Bulgaristan’da ise, dünyanın 1000 en iyi arasına giren tek bir Üniversite vardır,  o da 900’lü sıralarda bulunan Sofya Üniversitesi…

Bulgaristan’da doğan Türk asıllı çocukların Sofya Üniversitesinde öğrenim görme şansları % 1’den daha düşükken, Türkiye’de bulunan dünyanın en prestijli Üniversitelerinde öğrenim görme şansları % 90’lara kadar çıkmaktadır.

Çünkü dünyanın en iyi 500 üniversitesi arasında olan İstanbul Üniversitesi,  her yıl Nisan veya Mayıs aylarında, Türkiye dışında doğup büyümüş Türk kökenli öğrenciler için, Yüksek Öğrenime geçiş Sınavları düzenlemektedir. Bu sınavı, Türkiye’deki 79 Üniversite de de tanımaktadır, yani yabancı uyruklu Türk kökenli öğrencilere kontenjan ayırarak, kendi bünyelerinde öğrenim görme imkanı vermektedir.

Türkiye’deki çeşitli kurumlar, yabancı uyruklu Türk kökenli öğrencilere, içinde yurt ve yemek olmak üzere, ayda ayrıca 750 TL de burs imkanı da sağlamaktadırlar.

Anadolu Üniversitesi Açık Öğretim Fakültesi,  sadece ders kitabı ücreti olmak üzere, yabancı uyruklu Türk kökenli öğrencilere, diplomaları dünyanın her yerinde geçerli olan Açık Öğretim imkanı sunmaktadırlar.

Bu sınavları, temel Türkçe öğrenimi almış, 40-50 Türkçe kitap okumuş ve ortalamanın üstünde genel kültürü olan her öğrenci kazanabilir.

Fakat Bulgaristan’daki bazı odaklar, Türk asıllı çocukların bu doğuştan olan şanslarının önünü kapatmak için her tür agresif politikayı uygulamaktan çekinmemektedirler.

Senelerdir yürütülen bu politikalardan ve malum “Türk partisi” olarak lanse edilen bir partinin bu politikalara çanak tutmasından dolayı, gerek İstanbul Üniversitesi’nin, gerek Anadolu Üniversitesi’nin düzenlediği sınavlara veya başka kurumların düzenledikleri mülakatlara, Bulgaristan’dan katılan öğrenci sayısı 10-15 civarındadır.

2016 verilerine göre Azerbaycan, 12 504 öğrenciyle, Türkiye’ye en çok öğrenci gönderen ülkedir; Türkmenistan 9 903 öğrenciyle ikinci sırada yer alırken, bu ülkeyi 9 689 öğrenciyle Suriye, 5 661 öğrenciyle İran, 4 414 öğrenciyle Irak, 4 338 öğrenciyle Afganistan, 1 994 öğrenciyle Kırgızistan, 1 993 öğrenciyle Yunanistan, 1 986 öğrenciyle Kazakistan, 1 668 öğrenciyle Libya takip ediyor.
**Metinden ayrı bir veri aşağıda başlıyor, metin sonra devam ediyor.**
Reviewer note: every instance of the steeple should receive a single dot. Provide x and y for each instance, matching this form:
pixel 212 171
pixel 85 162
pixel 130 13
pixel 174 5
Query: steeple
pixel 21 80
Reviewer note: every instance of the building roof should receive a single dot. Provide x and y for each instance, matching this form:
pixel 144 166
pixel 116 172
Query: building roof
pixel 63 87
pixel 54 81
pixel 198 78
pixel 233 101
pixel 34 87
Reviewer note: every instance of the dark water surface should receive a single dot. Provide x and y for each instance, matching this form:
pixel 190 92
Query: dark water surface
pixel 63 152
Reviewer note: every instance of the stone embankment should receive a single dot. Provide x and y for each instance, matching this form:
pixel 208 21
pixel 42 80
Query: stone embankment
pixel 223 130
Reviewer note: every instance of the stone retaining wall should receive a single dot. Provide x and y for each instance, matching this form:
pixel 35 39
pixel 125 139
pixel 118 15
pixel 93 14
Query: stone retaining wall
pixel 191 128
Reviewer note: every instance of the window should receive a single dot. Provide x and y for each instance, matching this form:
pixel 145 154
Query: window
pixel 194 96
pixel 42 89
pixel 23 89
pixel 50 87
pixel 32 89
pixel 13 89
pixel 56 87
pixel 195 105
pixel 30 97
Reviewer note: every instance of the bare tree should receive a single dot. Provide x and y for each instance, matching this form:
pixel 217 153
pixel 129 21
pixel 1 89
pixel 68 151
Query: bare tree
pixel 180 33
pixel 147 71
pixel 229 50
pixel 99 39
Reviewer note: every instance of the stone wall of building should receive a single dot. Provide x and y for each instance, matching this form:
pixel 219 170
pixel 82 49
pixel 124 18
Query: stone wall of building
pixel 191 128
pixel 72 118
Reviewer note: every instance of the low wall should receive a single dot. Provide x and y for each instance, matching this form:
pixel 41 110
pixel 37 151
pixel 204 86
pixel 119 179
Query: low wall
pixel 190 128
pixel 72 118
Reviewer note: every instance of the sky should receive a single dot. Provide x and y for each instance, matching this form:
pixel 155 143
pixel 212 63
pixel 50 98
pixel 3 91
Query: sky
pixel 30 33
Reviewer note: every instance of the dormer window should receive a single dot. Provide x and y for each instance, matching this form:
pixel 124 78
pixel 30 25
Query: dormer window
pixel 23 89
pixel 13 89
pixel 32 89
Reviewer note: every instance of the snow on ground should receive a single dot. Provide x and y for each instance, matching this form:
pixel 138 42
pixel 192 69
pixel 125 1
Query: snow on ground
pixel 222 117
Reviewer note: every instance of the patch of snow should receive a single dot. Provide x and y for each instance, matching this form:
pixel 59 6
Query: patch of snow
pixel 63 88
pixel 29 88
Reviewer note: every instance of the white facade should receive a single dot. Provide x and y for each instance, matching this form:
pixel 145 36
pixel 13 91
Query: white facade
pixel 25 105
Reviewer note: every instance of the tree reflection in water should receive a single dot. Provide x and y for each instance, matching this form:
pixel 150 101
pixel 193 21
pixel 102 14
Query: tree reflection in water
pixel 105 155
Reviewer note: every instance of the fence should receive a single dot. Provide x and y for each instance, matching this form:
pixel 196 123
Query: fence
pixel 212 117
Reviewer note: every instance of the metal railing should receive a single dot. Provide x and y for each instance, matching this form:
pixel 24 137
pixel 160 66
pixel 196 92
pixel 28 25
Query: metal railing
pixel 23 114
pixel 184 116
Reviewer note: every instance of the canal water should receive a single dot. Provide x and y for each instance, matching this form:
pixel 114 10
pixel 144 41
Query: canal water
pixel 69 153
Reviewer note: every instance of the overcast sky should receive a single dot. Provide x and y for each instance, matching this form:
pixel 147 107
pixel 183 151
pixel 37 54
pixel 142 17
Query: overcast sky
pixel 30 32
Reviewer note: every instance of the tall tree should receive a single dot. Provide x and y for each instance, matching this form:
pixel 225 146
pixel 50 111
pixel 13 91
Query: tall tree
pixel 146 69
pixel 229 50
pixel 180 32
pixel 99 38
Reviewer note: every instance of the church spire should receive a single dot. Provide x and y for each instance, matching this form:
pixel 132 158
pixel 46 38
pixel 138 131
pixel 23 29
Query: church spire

Bulgaristan’dan Türkiye’ye giden öğrenci sayısı  ise birkaç yüz civarındadır.

Bunu, Türkiye ve Bulgaristan’ın da komşusu olan Yunanistan ile kıyaslamak gerekirse…

Yunanistan’da 200 bin civarında Türk yaşamaktadır, fakat Türkiye’ye 2 bin civarında Üniversite öğrencisi göndermektedir.  Oysa Bulgaristan’da bir milyon civarında Türk yaşamaktadır. Bu durumda, Bulgaristan’dan Türkiye’ye giden Üniversite örencisi sayısı 10 binden fazla olması gerekiyor…

Artık Bulgaristan’da Türklere karşı yürütülen politikanın adını siz koyun…

Buna ister ayrımcılık deyin, ister barbarlık, ister insafsızlık, ister ırkçılık, ister…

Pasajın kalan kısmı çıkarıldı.